A promising new method of targeting cancer cells takes advantage of the fact that the same mutation cascades that lead to cancer often damage the cell’s innate antiviral pathways. This can then leave those cells susceptible to viruses that would be harmless to healthy cells. Therapeutically, infection with one of these oncolytic (cancer-killing) viruses would result in the death of infected cancer cells, with the additional benefit of triggering the immune system to recognize antigens associated with the cancer itself and eliminate any remaining uninfected cancer cells throughout the body.

One example of this that’s currently being studied here at Arizona State University is the myxoma virus — a virus that is lethal in European rabbits but completely nonpathogenic in all other host species. While wildtype myxoma is able to infect many cancer cells, several types are more restrictive of viral replication, an issue that needs to be better-understood and potentially corrected before myxoma could be used therapeutically.

In a recent publication, Dr. Masmudur Rahman from the McFadden lab examined in-depth a specific pathway that appears to regulate the efficiency of the myxoma virus replication within cancer cells: DHX9 and the previously uncharacterized antiviral granules it can trigger within the cytoplasm of infected cells.

DHX9 is a large multi-functional protein implicated in both oncogenesis and tumor-suppression; additionally, while it is used by several viruses as an essential part of their replication process, it is also involved in the innate immune response against other viruses.

In human cancer cells infected with myxoma, Rahman and his collaborators showed that DHX9 locates in the cytoplasm and binds to viral RNA transcripts, preventing viral protein synthesis and mitigating the effects of infection on the cell and the overall cancer. This figure from their paper shows the co-localization of DHX9 and dsRNA into cytoplasmic granules (in myxoma-infected non-permissive pancreatitis cancer cells) quite clearly:

To quote their summary of the clinical importance of their finding,

“This is particularly significant because in human cancer cells that are nonpermissive for MYXV, for example, PANC-1 human pancreatic cancer cells, DHX9 knockdown alone increased MYXV replication by more than 2 orders of magnitude. This suggests that selective targeting of DHX9 can potentially enhance oncolytic virotherapy of MYXV, and possibly other poxviruses, in a subset of cells that are not naturally permissive for the virus.”

Rahman et al., 2021

What’s next?

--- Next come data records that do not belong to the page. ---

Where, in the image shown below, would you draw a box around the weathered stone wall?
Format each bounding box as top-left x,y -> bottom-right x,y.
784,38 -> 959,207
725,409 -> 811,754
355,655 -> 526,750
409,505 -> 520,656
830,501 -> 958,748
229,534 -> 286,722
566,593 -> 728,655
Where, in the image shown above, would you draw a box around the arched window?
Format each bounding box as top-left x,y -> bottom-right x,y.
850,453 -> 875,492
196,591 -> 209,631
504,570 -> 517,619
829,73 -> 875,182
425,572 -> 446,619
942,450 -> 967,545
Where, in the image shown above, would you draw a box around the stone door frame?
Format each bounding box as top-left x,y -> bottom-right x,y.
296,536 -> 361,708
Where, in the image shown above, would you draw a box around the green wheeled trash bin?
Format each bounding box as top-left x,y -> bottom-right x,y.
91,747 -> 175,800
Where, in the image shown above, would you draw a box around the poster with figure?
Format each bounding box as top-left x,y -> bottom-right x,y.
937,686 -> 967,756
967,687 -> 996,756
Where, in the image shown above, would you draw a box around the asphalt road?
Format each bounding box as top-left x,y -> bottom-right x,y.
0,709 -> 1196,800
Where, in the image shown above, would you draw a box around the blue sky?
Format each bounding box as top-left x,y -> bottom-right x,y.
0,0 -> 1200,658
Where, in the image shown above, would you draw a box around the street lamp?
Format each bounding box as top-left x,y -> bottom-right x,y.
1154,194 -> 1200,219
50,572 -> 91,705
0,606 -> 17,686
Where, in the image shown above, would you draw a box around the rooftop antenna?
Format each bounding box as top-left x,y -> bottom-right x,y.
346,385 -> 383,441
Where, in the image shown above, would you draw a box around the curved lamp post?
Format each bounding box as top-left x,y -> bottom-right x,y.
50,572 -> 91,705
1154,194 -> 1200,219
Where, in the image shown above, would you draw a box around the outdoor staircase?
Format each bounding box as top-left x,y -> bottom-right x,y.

For now, the lab is looking into the genes and functional pathways that are expressed differently in these non-permissive infected cells than in cells with reduced DHX9 levels, as well as exploring in more depth the specific domain of DHX9 that is involved in the formation of these anti-viral granules — since it is such a large protein with a variety of roles, the ability to target a single functional domain instead of the whole protein is likely to reduce negative side-effects on non-cancerous cells. This has the potential to lead to life-changing research for cancer patients, and I’m excited to see what Rahman and his team publish next!